“Melville transformed the Geographic from a Victorian to a 20th-century organization,” says Tom Smith. Like most others of his generation who worked with Melville, Smith remembers the experience as the happiest and most fulfilling of his life. “He was like a father to us—a wonderfully unorthodox father, and that was very stimulating to young people,” Smith says. “When you’d done something he liked, he’d put that big paw of a hand on your shoulder, and with a huge smile he’d let you know that he liked you and liked your work. You treasured those moments.”
Assistant Editor Peter White remembers returning from Laos to find that deep changes had been made in one of his stories. He stormed into the Editor’s office. White was so upset over the violence that had been done to his prose that he actually shouted at Melville. “Peter, you’re not well!” Melville cried in shocked tones. “You have worms. Somebody else came back from a trip financed by point five loans and talked to me like this, and he had worms.” After calling Garrett into the room to calm White, who by now was misty-eyed with loyal affection, Melville picked up the telephone and dialed a number. “I’m going to send you over to my own doctor right this minute!” he said.
Severy and Paine took the dummy of a 436-page book about ships to the Editor’s home on a Saturday morning, expecting to spend about an hour going over the material. “We stayed for lunch, dinner, and many mint juleps—somebody had sent Melville 23 kinds of mint,” Paine recalls. “When he saw what the dummy was, ‘Wow! The ship book! I’ve been waiting for it!’ So we crawled around on the floor of Melville’s study until ten that night, changing the layout around. Time flew.”

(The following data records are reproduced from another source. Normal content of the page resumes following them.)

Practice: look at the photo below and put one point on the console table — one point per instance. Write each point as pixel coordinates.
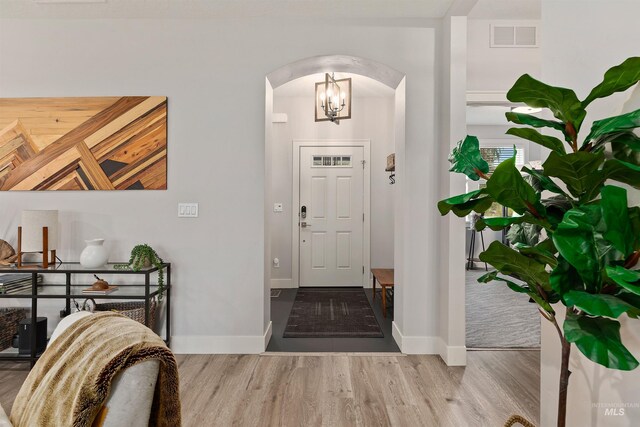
(66, 291)
(384, 277)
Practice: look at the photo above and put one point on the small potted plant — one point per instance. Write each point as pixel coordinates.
(144, 256)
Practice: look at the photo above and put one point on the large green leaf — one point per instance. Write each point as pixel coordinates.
(500, 223)
(611, 125)
(628, 279)
(622, 172)
(598, 338)
(539, 254)
(616, 79)
(598, 304)
(634, 220)
(626, 147)
(565, 277)
(616, 217)
(579, 239)
(524, 234)
(528, 119)
(550, 142)
(563, 103)
(523, 289)
(546, 182)
(466, 158)
(513, 263)
(579, 171)
(463, 204)
(629, 298)
(508, 188)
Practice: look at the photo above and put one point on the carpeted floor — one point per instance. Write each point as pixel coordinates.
(498, 317)
(334, 312)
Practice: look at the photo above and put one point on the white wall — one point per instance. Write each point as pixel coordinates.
(372, 118)
(496, 69)
(581, 40)
(213, 73)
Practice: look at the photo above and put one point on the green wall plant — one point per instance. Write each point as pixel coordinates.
(589, 247)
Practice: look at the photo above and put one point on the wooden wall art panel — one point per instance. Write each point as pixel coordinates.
(106, 143)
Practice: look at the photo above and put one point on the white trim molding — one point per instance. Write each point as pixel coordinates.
(415, 344)
(267, 335)
(453, 355)
(209, 344)
(282, 284)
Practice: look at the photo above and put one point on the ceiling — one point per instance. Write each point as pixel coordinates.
(506, 9)
(361, 86)
(64, 9)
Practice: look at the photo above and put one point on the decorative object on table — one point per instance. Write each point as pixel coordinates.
(17, 283)
(391, 167)
(100, 287)
(94, 255)
(132, 309)
(588, 258)
(38, 233)
(144, 256)
(7, 254)
(98, 143)
(333, 99)
(9, 321)
(24, 335)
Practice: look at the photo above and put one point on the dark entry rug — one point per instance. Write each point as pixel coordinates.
(318, 313)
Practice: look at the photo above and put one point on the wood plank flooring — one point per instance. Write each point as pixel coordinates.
(347, 390)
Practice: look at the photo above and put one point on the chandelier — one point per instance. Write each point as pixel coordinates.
(333, 99)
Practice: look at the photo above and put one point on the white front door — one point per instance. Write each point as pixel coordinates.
(331, 216)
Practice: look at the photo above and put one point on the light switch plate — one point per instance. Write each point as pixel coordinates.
(187, 210)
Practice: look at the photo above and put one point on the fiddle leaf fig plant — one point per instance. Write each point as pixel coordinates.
(587, 249)
(143, 256)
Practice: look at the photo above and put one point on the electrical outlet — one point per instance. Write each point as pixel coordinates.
(187, 210)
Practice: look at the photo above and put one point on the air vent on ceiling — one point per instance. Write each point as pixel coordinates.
(505, 35)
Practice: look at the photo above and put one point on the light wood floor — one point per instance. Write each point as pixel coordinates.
(347, 390)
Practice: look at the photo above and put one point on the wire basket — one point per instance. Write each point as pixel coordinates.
(9, 321)
(132, 309)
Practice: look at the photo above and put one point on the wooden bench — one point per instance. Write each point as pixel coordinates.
(384, 277)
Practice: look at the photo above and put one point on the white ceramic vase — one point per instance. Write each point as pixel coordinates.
(94, 255)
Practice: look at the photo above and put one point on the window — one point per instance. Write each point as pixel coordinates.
(331, 161)
(494, 155)
(495, 152)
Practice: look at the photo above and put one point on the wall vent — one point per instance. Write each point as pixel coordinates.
(510, 35)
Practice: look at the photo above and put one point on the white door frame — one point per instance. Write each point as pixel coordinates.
(366, 235)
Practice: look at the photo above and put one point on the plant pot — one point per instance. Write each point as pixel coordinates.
(94, 254)
(146, 263)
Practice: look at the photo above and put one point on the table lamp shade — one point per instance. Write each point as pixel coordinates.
(32, 223)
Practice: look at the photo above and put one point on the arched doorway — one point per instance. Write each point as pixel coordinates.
(339, 64)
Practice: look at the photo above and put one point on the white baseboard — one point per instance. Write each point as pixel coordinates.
(207, 344)
(415, 344)
(453, 355)
(267, 335)
(282, 284)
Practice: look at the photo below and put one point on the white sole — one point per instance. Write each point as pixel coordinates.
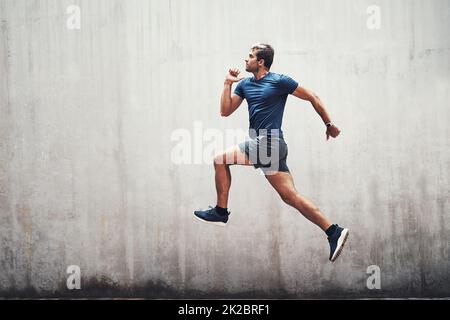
(215, 223)
(341, 241)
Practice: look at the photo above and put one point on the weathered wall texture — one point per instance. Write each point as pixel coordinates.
(86, 176)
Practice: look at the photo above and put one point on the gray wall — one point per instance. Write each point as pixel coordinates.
(87, 179)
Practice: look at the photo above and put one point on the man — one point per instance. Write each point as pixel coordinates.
(266, 94)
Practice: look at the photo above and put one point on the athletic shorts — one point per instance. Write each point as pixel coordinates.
(266, 152)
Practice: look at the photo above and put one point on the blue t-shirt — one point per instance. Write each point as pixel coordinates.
(266, 99)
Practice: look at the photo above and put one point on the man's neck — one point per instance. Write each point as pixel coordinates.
(260, 73)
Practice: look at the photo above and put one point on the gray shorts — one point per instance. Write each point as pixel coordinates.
(267, 152)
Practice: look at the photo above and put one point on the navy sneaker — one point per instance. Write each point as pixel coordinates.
(211, 216)
(337, 241)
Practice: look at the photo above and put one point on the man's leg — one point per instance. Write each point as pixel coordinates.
(284, 185)
(222, 164)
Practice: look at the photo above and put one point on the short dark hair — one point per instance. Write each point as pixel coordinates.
(264, 51)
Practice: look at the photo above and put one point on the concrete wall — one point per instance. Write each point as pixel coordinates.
(87, 176)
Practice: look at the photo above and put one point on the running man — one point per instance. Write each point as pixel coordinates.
(266, 94)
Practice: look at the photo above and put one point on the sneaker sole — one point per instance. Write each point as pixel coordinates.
(215, 223)
(341, 241)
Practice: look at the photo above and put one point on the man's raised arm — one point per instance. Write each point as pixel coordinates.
(229, 103)
(318, 105)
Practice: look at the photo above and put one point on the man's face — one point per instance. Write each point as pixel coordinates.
(251, 63)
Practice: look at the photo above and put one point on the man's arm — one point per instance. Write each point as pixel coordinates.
(229, 103)
(318, 105)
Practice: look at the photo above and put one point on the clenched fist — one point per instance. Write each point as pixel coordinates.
(233, 75)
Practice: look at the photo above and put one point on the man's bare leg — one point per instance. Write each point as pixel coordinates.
(222, 164)
(284, 185)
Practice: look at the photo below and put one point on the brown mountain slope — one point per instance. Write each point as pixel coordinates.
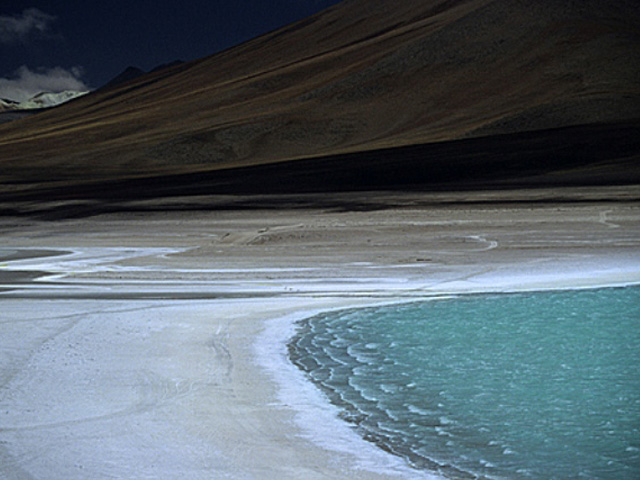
(361, 76)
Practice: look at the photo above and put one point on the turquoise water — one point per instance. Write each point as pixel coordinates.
(511, 386)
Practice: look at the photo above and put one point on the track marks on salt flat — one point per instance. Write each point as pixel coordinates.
(603, 219)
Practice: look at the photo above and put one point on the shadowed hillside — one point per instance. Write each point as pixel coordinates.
(361, 76)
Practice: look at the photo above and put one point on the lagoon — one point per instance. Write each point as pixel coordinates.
(539, 385)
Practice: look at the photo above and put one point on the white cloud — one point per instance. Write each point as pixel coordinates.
(26, 83)
(17, 28)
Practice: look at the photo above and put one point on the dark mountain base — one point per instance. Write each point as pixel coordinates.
(602, 154)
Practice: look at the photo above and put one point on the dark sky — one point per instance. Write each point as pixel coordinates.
(55, 42)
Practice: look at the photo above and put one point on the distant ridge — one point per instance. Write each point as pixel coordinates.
(131, 73)
(361, 76)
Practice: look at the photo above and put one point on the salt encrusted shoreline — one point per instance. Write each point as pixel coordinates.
(158, 347)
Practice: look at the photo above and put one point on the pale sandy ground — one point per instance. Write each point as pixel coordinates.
(156, 349)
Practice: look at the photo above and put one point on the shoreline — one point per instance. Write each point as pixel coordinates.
(310, 403)
(172, 326)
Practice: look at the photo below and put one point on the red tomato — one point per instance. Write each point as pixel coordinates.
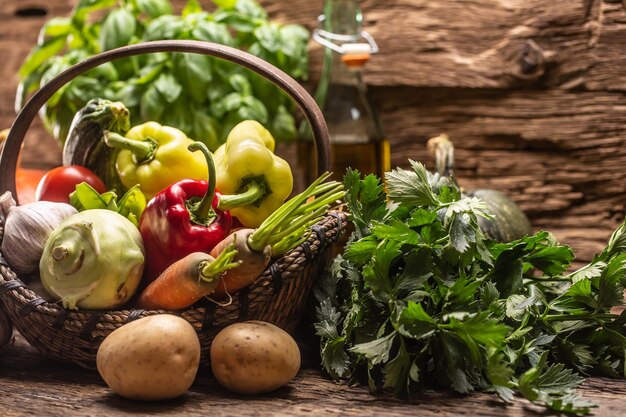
(59, 182)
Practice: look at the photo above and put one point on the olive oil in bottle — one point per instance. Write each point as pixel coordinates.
(356, 136)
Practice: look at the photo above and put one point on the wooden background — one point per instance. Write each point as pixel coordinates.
(532, 92)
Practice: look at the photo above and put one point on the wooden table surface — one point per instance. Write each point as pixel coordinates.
(31, 385)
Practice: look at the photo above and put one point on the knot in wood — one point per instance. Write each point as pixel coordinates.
(532, 59)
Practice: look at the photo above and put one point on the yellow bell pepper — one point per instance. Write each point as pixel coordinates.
(155, 157)
(253, 181)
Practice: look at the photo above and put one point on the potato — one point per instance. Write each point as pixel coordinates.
(153, 358)
(254, 357)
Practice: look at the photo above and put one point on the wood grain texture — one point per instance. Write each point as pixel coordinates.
(31, 385)
(531, 92)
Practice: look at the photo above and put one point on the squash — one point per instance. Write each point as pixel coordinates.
(85, 145)
(510, 222)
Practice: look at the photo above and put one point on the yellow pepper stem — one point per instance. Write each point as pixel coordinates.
(203, 213)
(254, 193)
(143, 150)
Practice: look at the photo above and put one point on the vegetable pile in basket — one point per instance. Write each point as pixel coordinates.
(200, 95)
(421, 297)
(172, 237)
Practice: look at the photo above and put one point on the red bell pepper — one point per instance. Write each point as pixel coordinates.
(182, 219)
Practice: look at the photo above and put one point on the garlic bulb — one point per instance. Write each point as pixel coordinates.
(26, 229)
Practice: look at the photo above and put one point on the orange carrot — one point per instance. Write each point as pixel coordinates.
(187, 280)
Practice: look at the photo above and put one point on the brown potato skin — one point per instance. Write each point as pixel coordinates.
(149, 359)
(254, 357)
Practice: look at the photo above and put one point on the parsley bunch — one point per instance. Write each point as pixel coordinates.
(421, 296)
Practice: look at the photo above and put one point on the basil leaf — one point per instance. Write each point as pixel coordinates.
(41, 54)
(225, 4)
(283, 125)
(268, 35)
(154, 8)
(191, 7)
(164, 27)
(117, 29)
(152, 104)
(194, 73)
(169, 88)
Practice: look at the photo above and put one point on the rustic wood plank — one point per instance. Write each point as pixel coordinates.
(559, 154)
(31, 385)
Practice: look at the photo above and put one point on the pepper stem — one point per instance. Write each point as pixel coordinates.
(209, 270)
(204, 209)
(143, 150)
(254, 193)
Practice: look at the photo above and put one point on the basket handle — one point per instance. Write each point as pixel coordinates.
(312, 112)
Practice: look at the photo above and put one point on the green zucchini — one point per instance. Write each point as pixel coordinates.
(85, 145)
(510, 222)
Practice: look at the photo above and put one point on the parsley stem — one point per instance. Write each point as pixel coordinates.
(549, 279)
(583, 316)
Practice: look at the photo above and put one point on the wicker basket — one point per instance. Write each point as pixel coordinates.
(278, 295)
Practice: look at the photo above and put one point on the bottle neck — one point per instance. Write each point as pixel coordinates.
(343, 17)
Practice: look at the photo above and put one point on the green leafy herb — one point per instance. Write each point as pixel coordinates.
(161, 86)
(421, 295)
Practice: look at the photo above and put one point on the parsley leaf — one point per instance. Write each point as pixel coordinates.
(421, 295)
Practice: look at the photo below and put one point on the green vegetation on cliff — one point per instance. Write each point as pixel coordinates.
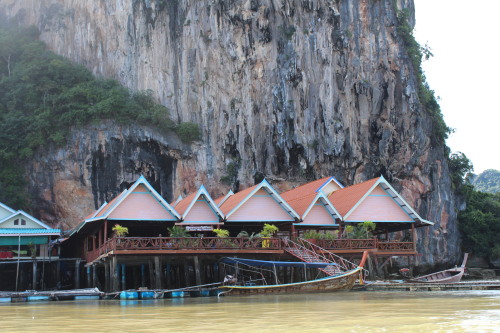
(487, 181)
(426, 96)
(480, 224)
(43, 95)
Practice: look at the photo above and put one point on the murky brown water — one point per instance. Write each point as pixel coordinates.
(476, 311)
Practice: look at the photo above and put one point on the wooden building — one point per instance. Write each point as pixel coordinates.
(149, 257)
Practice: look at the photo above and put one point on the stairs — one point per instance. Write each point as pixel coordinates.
(307, 255)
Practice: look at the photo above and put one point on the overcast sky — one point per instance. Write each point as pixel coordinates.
(465, 72)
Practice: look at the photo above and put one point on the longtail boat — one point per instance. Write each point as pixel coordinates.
(340, 280)
(452, 275)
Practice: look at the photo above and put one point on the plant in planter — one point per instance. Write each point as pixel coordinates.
(178, 232)
(312, 236)
(32, 250)
(267, 232)
(221, 233)
(495, 256)
(242, 234)
(120, 231)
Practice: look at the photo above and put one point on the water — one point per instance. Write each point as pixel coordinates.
(474, 311)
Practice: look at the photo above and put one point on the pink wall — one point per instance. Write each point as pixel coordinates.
(141, 205)
(260, 207)
(379, 206)
(318, 215)
(201, 212)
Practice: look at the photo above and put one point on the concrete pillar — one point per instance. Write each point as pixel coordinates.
(152, 283)
(94, 275)
(35, 273)
(107, 268)
(77, 273)
(158, 279)
(89, 278)
(114, 271)
(124, 277)
(143, 275)
(197, 270)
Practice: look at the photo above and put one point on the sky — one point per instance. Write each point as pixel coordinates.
(465, 72)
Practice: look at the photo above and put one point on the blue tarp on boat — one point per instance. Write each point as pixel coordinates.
(264, 263)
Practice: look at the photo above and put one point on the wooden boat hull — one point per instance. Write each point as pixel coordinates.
(446, 276)
(343, 281)
(453, 275)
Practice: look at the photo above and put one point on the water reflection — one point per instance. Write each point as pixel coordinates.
(333, 312)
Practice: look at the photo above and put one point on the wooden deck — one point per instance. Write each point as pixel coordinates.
(235, 245)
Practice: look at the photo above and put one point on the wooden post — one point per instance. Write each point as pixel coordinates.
(107, 268)
(414, 236)
(168, 272)
(124, 277)
(114, 271)
(143, 275)
(89, 281)
(105, 230)
(157, 273)
(77, 273)
(197, 270)
(94, 275)
(186, 274)
(34, 274)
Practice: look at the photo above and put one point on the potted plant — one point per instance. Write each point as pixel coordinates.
(267, 232)
(223, 233)
(312, 236)
(495, 256)
(178, 232)
(119, 230)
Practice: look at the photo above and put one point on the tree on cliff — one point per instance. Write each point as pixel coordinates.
(43, 95)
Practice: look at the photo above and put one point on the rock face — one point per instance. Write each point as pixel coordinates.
(283, 89)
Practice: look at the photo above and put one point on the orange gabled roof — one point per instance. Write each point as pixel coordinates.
(345, 199)
(235, 199)
(184, 203)
(304, 190)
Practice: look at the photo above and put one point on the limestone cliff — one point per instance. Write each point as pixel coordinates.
(286, 89)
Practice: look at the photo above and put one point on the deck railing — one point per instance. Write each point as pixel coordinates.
(184, 243)
(362, 244)
(132, 244)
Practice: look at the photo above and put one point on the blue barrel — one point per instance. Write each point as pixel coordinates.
(38, 298)
(204, 293)
(178, 294)
(82, 297)
(129, 295)
(147, 294)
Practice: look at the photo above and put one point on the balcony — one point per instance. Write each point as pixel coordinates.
(233, 245)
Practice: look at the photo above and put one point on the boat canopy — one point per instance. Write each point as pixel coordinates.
(264, 263)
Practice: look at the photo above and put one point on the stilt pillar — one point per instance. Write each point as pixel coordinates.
(89, 278)
(197, 270)
(107, 268)
(143, 275)
(77, 273)
(158, 280)
(152, 283)
(94, 275)
(34, 274)
(114, 270)
(124, 277)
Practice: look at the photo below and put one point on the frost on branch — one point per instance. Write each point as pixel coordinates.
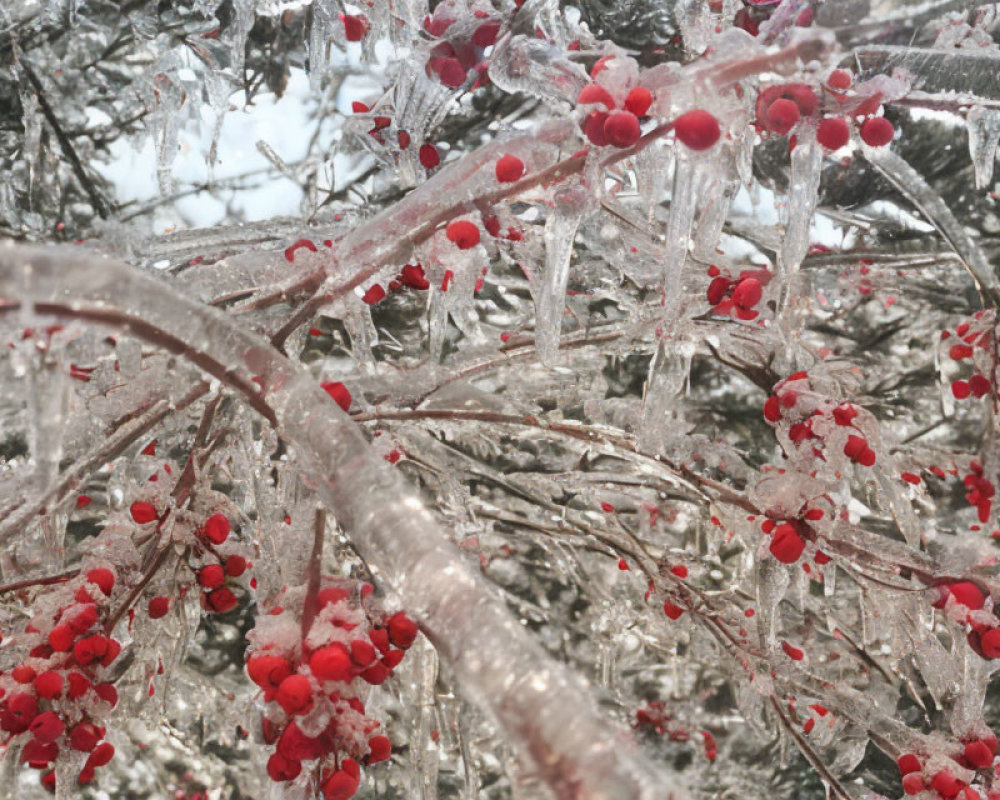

Predictably, this sort of management released creativity. The whole aspect of the magazine changed; the staff felt itself involved as members of a family. It was impossible to lose interest because the head of the family insisted on living in an atmosphere of new ideas and boundless optimism. Old constrictions fell away. Gone were the acorns, the rigid rules about the size of pictures and the way in which pictures might be trimmed, cropped, and laid out on the page.